Last week I explained how to recover all your posts from a WordPress database. The process, explained in full detail in that other post, produces one big, plain text file with this structure (edited for clarity):

   ********1. row **************
      Title: Request of comments about Ubuntu
       DATE: 2011-07-25 15:00:13
       TAGS: news, ubuntu, free software
    CONTENT: <a href="">Linux</a>, a Free/Open Source operating system is usually <strong>packaged</strong> in distributions...
   ******** 2. row **************
      Title: An interesting Free Software Conference
       DATE: 2010-04-13 08:16:26
       TAGS: ICT, libraries, public administrations
    CONTENT: "These days we <strong>heavily</strong> depend on computers

Of course, the only real value of a text stream like that is that it makes easy to reuse that content in many ways, that include blogging, but aren’t limited to it. That’s why I concluded that post saying, “Next week, I’ll show you how to convert that text file to other formats, or how to load it into other databases!” The most frequent practical reasons for doing so are summarized at the end of this page.

How to proceed

Let’s see how to save each post in that text stream as a separate file, in a format that it is easy to transform into as many other formats as possible. Personally I use as such a base format Txt2tags, which I already presented here at TechRepublic and use in many ways. What you need to do is:

  1. Install the Perl HTML-Wiki converter, which is available as binary package on many Gnu/Linux distributions.
  2. Click on “view raw file” in the page of its Txt2Tags extension and save the result as, in the same system folder where the HTML-Wiki converter was installed (on Fedora 17 that would be /usr/share/perl5/vendor_perl/HTML/).
  3. Copy and run the Perl script below (which may be easily modified to produce any other markup language supported by the HTML-Wiki converter!).

Let’s look at the script

The code that splits the raw text stream in one file per post in Txt2Tags format is relatively simple:

       1  #! /usr/bin/perl
       2  use strict;
       3  use HTML::WikiConverter;
       4  use HTML::Txt2tags;
       6  my $wc = new HTML::WikiConverter( dialect => 'Txt2tags' );
       9  while (<>) {
      10    if (m/\s*Title: (.*)/) {
      11      $TITLE = $1;
      12      $FILENAME = $TITLE;
      13      $FILENAME =~ s/[^\w]//g;
      14      $FILENAME = "$FILENAME.t2t";
      15      open (POST, "> $FILENAME") || die "Could not open $FILENAME;\n";
      16      print POST "\n\n\n%!encoding: utf-8\n%TITLE: $TITLE\n";
      17      }
      18    if (m/\s*DATE: (.*)/) {
      19      $DATE = $1;
      20      substr($DATE, -3,3) = '';
      21      $DATE =~ s/\D//g;
      22      print POST "%DATE: $DATE\n";
      23      }
      24    if (m/\s*TAGS: (.*)/) {
      25      $TAGS = $1;
      26      print POST "%CATEGORY: $TAGS\n";
      27      }
      28     $ISCONTENT = 1 if (m/^\s*CONTENT: /);
      29     s/^\s*CONTENT:\s*/\n\n/;
      30     $CONTENT .= "$_" if (($ISCONTENT == 1) && ($_ !~ m/^\s*\*+ \d+/));
      31     if ((m/^\s*\*+ \d+/) && ($ISCONTENT == 1)) {
      32        $ISCONTENT = 0;
      33        $CONTENT = $wc->html2wiki(html => $CONTENT);
      34        print POST "\n\n$CONTENT\n\n";
      35        $CONTENT = '';
      36        close POST;
      37        }
      38    }

Line 6 creates a WikiConverter object for the Txt2tags format.

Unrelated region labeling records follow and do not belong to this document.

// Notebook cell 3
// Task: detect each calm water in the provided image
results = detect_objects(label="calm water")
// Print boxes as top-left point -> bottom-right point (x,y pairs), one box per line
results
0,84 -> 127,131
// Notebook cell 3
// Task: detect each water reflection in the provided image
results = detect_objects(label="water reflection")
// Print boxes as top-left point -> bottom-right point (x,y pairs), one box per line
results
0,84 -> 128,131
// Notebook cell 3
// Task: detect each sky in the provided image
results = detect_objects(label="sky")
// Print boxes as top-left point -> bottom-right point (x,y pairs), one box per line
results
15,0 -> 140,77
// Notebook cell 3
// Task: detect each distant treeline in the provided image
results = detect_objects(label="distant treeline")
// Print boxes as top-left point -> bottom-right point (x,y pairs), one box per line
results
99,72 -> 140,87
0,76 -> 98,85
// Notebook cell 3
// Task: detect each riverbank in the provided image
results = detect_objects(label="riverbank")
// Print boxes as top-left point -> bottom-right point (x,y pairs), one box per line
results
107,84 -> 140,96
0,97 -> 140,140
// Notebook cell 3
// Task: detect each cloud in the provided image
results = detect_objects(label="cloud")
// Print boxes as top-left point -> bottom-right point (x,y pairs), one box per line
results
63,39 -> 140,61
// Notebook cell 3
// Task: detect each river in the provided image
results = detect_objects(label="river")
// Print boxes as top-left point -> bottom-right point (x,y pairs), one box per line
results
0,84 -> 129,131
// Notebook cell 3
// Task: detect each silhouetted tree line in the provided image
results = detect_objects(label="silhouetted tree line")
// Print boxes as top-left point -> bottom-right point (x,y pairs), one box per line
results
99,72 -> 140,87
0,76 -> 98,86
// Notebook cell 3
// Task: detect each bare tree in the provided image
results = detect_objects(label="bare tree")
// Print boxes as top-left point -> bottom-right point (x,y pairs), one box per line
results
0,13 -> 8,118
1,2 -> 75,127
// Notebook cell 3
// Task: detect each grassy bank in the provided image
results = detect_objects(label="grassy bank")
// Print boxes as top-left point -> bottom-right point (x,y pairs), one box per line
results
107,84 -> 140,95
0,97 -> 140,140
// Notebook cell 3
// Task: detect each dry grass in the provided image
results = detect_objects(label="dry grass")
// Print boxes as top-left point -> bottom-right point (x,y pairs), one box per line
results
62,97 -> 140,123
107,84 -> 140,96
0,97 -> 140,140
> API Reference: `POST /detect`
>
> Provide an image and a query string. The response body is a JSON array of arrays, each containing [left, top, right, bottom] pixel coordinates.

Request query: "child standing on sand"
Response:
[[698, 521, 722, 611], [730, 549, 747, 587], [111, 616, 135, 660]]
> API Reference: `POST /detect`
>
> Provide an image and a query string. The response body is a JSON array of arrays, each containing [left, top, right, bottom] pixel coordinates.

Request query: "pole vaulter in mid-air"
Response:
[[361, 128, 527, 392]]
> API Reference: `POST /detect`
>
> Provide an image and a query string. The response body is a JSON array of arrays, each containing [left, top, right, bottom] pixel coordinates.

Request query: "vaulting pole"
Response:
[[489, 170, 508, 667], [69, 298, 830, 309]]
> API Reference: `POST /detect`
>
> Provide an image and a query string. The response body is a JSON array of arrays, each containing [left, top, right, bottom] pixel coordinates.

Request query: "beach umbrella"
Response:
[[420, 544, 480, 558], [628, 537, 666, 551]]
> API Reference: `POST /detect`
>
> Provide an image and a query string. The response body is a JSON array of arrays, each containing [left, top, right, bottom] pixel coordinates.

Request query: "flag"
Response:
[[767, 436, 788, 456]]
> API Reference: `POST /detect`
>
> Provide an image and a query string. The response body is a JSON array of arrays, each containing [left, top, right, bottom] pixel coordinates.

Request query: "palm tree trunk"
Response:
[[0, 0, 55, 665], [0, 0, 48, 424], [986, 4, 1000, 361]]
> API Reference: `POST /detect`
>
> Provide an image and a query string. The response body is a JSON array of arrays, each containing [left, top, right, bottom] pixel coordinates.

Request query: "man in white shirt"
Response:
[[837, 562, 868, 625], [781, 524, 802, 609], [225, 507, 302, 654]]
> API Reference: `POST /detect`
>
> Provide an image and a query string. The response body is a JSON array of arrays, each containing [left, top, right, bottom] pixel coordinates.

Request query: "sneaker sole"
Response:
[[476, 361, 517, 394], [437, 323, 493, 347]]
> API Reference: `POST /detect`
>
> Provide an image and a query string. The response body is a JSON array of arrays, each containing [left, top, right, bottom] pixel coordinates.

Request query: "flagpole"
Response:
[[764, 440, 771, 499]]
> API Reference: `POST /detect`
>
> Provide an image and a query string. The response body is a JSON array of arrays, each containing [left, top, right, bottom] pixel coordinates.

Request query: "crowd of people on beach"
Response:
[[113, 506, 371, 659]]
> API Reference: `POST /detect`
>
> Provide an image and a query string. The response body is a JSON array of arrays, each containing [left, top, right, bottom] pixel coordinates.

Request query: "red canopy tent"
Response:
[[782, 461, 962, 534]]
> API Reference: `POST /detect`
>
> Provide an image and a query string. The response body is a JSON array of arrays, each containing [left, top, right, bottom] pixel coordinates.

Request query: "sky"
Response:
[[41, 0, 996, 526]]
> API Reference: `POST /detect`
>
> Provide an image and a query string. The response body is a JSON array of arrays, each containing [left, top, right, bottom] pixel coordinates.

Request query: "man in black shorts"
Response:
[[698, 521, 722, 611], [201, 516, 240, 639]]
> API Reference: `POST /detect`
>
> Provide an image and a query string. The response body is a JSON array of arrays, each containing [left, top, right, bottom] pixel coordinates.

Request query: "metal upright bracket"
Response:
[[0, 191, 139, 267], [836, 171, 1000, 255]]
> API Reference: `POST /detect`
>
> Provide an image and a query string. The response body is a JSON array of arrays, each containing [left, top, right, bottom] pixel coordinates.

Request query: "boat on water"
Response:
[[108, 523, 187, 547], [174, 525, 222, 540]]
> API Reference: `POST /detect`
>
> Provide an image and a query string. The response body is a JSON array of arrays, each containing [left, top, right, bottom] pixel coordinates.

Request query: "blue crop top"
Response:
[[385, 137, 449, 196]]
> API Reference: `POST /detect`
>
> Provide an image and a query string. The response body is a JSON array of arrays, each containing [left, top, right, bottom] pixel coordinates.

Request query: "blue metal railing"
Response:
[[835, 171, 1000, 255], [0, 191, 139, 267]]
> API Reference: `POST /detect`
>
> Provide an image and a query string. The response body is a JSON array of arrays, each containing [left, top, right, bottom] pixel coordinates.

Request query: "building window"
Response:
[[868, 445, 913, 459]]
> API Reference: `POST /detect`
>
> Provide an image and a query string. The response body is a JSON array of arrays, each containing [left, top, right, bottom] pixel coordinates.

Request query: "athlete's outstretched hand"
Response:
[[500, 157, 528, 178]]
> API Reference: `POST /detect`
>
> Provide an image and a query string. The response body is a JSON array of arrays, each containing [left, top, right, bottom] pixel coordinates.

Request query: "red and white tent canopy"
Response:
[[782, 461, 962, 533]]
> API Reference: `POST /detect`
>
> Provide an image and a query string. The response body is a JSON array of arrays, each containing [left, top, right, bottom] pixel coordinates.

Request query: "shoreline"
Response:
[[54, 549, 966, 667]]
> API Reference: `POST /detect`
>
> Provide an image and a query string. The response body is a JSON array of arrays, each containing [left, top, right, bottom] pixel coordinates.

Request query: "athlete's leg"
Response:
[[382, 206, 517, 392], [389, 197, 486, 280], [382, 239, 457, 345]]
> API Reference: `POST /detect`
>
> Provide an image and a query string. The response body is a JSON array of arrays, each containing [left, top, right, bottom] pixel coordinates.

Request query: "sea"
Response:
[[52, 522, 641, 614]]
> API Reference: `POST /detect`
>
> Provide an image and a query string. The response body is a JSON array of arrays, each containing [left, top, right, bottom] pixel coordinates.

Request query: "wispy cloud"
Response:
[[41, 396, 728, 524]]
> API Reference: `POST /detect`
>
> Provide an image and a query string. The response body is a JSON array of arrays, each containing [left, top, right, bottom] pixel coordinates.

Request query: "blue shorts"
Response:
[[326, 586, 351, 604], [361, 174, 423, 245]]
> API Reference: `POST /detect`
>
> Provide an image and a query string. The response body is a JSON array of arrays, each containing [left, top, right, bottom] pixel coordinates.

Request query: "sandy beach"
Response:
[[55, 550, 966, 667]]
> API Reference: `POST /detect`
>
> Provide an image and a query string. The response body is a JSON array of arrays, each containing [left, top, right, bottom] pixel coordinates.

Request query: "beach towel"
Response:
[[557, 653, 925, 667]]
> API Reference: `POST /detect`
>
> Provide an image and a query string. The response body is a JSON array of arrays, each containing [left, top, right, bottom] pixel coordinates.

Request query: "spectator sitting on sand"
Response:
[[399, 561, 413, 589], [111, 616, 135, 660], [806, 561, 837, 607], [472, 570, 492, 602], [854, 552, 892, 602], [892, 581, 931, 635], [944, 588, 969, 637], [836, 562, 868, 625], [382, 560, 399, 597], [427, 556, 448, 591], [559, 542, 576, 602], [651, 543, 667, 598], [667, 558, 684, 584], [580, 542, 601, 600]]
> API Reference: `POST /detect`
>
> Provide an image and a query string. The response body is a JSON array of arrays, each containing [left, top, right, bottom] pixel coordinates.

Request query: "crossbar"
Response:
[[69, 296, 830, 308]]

The loop starting at line 9 reads the input one line at a time. Whenever it finds a post title (line 10) the script saves it in $TITLE, creates a corresponding $FILENAME without non-word characters and opens it (lines 12-16). Date and tags are processed in the same way (lines 18 and 24). Everything after the CONTENT: string (line 28) is saved into $CONTENT. Every time the script reaches the end of one post, which is a line made of asterisks and numbers (line 31) $CONTENT is converted to Txt2Tags format and printed, then the current file is closed (lines 32-36).

As an example, if you saved the code above as and passed to it the file containing the raw stream above:

./ raw_text.txt

…you’d find in a file named RequestofcommentsaboutUbuntu.t2t this text:

  %!encoding: utf-8
  %TITLE: Request of comments about Ubuntu
  %CATEGORY: news, ubuntu, free software
  %DATE: 201107251500
  [Linux], a Free/Open Source operating system is usually **packaged** in distributions...

What’s the point again?

Consider these two comments to my previous post:

ryumaou: if you’ve ever had a hosting provider suddenly go bust on you, you have no idea [of] the difficulty in retrieving data. Trust me! I actually had to parse several *years* worth of posts once because a host I was using just suddenly shut down and would only give me the flat output from a MySQL database as my “backup”.

eosp: this is exactly what I would like to do with a messed up old WordPress site I’ve inherited. It needs revamping and the best way to deal with that is to save the posts and start fresh.

While the conversion is not perfect, the procedure above saves a huge amount of time in all cases like these. Especially when you couple it with that other script of mine that posts content to WordPress from the command line!

The fun doesn’t end here. Txt2tags currently supports 18 targets, from Wikis to PDF (through LaTeX)! Therefore, automatic conversion of WordPress posts to single Txt2tags files makes it much faster to republish them online or offline.

If, instead, what you need isn’t publishing but text analysis or indexing, no problem! Perl supports all major databases. Replace line 34 of the script with the right database insertion command, and you’ll be ready to work!